Install and run the MCP Server using npx with a static setup as shown in this example.
{
"mcpServers": {
"florentine": {
"command": "npx",
"args": ["-y", "@florentine-ai/mcp", "--mode", "static"],
"env": {
"FLORENTINE_TOKEN": "<FLORENTINE_API_KEY>"
}
}
}
}Static mode is used when integrating Florentine AI into existing MCP clients. All parameters (return types, required inputs, etc.) are defined in the config and sent with every request. Dynamic mode is used when you implement a custom MCP client and want to provide or override parameters per request.

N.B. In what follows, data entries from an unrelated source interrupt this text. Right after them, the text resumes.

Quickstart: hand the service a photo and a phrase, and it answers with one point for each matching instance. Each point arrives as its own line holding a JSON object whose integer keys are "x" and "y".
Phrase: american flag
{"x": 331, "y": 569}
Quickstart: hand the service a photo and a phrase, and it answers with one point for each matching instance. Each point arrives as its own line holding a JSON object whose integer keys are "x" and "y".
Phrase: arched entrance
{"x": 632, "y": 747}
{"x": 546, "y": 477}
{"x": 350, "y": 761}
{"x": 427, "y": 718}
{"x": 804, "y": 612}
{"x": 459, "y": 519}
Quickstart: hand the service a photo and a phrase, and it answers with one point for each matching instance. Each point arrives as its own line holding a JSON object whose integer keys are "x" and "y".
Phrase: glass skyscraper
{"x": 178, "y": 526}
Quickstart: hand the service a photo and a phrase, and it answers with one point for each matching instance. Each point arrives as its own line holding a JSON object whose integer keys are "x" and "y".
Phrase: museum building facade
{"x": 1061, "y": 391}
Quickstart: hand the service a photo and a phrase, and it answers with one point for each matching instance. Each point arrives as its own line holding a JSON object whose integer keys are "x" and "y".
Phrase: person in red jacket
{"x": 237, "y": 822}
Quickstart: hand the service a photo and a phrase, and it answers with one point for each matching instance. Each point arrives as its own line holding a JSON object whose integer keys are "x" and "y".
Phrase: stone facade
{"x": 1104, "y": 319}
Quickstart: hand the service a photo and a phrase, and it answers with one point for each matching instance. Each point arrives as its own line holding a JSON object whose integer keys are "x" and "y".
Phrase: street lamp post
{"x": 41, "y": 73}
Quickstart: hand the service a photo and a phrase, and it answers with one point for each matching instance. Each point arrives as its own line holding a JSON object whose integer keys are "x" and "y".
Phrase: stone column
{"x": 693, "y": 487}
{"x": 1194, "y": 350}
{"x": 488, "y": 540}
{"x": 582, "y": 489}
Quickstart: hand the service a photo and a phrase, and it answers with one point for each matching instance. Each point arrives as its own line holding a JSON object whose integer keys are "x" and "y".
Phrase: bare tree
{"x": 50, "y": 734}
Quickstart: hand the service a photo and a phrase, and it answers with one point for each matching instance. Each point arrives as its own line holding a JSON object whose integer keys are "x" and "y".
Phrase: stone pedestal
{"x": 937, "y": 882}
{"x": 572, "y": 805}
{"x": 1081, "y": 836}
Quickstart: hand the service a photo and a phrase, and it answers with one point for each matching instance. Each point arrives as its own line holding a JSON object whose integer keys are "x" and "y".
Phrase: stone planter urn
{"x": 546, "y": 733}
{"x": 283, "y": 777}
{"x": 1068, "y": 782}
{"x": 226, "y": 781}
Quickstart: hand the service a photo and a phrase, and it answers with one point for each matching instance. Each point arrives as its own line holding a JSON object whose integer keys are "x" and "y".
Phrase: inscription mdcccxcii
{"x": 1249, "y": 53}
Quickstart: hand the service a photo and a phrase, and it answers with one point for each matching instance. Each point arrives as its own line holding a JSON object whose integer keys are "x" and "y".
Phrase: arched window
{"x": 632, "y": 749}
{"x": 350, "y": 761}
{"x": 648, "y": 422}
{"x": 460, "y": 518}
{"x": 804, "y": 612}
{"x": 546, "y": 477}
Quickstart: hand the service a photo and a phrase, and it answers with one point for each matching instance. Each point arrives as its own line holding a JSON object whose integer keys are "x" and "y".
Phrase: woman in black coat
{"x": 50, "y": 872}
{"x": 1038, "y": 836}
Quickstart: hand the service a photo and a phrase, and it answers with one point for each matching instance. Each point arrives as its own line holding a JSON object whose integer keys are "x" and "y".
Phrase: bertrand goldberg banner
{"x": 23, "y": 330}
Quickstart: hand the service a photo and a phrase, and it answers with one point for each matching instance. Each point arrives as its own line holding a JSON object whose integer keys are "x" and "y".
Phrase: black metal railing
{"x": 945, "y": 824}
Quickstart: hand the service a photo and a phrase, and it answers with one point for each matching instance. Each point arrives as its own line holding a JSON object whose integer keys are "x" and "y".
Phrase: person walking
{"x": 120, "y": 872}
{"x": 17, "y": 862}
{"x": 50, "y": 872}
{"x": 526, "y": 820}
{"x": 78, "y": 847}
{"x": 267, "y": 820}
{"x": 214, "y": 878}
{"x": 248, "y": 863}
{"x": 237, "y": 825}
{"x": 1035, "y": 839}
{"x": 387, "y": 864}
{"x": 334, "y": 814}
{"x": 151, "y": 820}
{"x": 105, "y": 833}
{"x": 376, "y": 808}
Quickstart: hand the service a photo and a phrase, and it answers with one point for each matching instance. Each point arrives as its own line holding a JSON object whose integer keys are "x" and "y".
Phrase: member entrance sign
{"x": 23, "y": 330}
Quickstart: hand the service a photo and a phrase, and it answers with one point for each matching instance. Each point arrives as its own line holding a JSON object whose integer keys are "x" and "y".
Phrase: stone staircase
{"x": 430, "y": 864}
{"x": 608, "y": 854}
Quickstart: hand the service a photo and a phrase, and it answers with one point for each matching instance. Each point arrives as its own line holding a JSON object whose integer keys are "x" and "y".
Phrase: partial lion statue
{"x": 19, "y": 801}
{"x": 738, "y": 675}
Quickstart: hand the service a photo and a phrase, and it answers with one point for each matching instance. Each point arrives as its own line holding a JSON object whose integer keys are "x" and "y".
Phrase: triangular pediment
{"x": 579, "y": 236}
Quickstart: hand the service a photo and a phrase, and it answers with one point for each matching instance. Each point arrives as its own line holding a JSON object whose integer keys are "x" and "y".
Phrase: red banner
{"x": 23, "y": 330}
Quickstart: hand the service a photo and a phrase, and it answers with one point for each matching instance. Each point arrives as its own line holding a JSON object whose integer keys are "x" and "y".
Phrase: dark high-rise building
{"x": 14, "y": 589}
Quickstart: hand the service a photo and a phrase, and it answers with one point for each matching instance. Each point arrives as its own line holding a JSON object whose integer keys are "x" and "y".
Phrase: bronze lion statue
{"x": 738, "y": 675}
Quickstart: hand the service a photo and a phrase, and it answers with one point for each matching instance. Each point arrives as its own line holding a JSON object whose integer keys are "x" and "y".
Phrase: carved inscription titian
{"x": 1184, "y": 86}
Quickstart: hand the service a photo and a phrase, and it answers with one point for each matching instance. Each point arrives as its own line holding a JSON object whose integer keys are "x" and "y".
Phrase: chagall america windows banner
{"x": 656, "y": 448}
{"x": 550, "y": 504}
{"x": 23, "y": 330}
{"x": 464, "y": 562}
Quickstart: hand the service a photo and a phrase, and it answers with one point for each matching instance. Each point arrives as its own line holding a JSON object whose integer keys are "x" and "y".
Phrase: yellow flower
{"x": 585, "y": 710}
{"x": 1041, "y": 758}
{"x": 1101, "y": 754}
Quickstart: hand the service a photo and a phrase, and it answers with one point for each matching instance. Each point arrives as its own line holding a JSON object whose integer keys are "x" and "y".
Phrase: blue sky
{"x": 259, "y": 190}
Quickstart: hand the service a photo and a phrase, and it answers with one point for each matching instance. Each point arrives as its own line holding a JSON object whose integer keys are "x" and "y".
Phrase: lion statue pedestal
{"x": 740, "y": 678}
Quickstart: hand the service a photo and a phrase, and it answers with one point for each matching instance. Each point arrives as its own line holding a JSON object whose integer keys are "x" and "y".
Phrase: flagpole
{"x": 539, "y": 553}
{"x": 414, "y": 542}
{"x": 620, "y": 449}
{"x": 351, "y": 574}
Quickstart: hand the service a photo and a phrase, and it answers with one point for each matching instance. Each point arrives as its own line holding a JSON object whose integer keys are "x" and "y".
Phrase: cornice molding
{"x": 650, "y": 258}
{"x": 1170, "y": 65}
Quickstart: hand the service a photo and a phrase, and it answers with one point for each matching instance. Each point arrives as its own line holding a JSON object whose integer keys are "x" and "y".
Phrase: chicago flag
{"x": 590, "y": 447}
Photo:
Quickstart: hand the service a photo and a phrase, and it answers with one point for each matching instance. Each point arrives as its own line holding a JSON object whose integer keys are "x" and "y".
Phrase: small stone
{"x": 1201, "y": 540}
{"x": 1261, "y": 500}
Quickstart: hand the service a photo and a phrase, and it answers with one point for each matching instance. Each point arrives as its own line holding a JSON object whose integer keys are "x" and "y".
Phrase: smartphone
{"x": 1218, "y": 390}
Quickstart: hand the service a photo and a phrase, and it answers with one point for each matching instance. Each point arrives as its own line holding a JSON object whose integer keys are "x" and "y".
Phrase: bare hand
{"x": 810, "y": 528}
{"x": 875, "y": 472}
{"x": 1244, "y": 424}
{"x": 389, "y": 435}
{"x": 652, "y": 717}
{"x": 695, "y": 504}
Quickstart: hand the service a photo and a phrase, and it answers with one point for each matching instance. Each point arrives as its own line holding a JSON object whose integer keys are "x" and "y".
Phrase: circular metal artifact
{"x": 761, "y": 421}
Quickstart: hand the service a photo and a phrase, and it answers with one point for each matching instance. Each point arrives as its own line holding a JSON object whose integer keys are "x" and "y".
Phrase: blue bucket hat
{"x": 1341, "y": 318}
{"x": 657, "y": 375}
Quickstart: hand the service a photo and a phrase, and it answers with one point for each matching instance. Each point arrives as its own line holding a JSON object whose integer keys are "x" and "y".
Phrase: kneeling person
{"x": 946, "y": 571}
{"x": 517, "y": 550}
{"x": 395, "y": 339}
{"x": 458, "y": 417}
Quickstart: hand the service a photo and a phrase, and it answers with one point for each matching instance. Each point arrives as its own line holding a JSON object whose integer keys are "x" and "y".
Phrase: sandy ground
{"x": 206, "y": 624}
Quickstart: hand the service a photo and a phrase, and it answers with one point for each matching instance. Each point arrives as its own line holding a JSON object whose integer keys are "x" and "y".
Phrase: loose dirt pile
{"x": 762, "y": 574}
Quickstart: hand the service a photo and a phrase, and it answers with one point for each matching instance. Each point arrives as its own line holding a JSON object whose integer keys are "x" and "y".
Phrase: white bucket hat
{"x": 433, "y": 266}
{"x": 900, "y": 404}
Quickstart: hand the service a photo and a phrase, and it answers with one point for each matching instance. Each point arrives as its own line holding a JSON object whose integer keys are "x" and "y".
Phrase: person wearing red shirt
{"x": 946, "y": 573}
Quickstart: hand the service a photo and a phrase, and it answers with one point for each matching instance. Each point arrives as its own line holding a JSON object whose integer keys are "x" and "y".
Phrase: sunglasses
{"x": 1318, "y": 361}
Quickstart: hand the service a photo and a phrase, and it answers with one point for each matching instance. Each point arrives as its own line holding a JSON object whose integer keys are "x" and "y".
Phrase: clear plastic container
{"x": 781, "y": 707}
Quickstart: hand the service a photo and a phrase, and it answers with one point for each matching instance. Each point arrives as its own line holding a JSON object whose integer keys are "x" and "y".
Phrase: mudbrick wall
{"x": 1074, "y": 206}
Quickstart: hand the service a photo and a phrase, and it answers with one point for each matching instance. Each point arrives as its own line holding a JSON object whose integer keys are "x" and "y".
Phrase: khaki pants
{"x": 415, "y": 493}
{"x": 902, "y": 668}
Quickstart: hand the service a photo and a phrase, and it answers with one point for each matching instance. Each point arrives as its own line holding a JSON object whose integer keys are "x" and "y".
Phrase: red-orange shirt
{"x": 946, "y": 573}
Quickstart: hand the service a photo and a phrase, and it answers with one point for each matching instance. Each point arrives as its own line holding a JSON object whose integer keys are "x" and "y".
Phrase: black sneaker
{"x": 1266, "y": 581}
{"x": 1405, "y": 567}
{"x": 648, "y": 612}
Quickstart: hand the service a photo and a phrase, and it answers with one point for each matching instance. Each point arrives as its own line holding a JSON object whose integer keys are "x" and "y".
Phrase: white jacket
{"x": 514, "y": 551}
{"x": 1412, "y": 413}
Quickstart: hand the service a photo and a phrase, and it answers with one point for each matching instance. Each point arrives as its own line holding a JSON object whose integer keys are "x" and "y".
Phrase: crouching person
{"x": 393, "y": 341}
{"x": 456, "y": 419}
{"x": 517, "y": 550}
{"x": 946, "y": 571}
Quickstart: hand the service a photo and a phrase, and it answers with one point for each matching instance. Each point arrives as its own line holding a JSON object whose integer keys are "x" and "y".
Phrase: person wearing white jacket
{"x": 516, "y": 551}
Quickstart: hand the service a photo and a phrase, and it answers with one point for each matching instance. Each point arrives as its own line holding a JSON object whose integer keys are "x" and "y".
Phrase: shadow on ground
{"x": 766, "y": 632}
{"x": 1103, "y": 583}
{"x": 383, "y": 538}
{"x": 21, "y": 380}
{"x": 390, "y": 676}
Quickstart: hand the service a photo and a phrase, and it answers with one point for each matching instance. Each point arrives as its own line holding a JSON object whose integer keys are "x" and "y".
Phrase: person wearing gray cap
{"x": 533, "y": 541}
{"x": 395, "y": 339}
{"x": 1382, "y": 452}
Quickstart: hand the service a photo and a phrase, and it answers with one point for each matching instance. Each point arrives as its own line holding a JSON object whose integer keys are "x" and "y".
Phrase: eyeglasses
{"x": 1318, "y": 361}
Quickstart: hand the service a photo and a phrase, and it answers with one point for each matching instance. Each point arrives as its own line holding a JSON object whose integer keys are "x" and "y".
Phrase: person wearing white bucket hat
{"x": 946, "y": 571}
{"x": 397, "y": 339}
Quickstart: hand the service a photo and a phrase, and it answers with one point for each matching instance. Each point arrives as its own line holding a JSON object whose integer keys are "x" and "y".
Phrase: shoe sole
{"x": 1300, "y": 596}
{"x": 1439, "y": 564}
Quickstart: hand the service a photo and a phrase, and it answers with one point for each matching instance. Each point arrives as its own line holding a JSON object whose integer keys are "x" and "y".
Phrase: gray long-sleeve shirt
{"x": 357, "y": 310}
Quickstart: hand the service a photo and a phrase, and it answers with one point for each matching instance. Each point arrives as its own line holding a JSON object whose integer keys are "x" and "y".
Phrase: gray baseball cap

Static mode example shows environment-based configuration including session, LLM settings, and return types. Dynamic mode requires you to override the florentine_ask tool so that parameters like returnTypes and requiredInputs can be supplied per request.
{
"mcpServers": {
"florentine": {
"command": "npx",
"args": ["-y", "@florentine-ai/mcp", "--mode", "static"],
"env": {
"FLORENTINE_TOKEN": "<FLORENTINE_API_KEY>",
"SESSION_ID": "6f7d62f9-8ceb-456b-b7ef-6bd869c3b13a",
"LLM_SERVICE": "openai",
"LLM_KEY": "<YOUR_OPENAI_KEY>",
"RETURN_TYPES": "[\"aggregation\", \"result\", \"answer\"]",
"REQUIRED_INPUTS": "[{\"keyPath\":\"userId\",\"value\":\"507f1f77bcf86cd799439011\"}]"
}
}
}
}Florentine MCP Server uses an API key to authenticate requests. Add the API key as an environment variable in your MCP server configuration to enable secure access.
You bring your own LLM keys. Provide your LLM provider and key in the MCP configuration or choose to save the key in your Florentine.ai account for centralized management.
Two options exist:
Option 1 Save your LLM key in your Florentine.ai account by selecting your provider and saving the API key.
Option 2 Provide your LLM provider and API key in the MCP server configuration env vars.
"env": {
"LLM_SERVICE": "openai",
"LLM_KEY": "<YOUR_LLM_API_KEY>"
}You set the operating mode in the MCP server configuration to either static or dynamic.
Static mode is used when you integrate Florentine.ai into an existing MCP client and send all parameters via environment variables.
Dynamic mode is used when you integrate Florentine.ai into your own MCP client and pass parameters per request, optionally enriching them with user-specific data.
Return types determine what the florentine_ask tool returns: the generated aggregation, the raw results, and/or a natural language answer.
You can configure return types via env or per request in dynamic mode.
Enable secure data separation by using Required Inputs to filter data per user or tenant. These inputs are applied to the pipeline after generation to ensure users only see data they are authorized to access.
Sessions enable server-side chat history. You can provide a session ID to correlate interactions and improve context across requests.
All errors from the MCP Server follow a consistent JSON structure including name, statusCode, message, errorCode, and requestId. You can implement custom client error handling by parsing the content field from the error response.
Lists all active collections with descriptions, keys and value types that can be queried.
Receives a question and returns an aggregation, aggregation result, or answer depending on configured return types.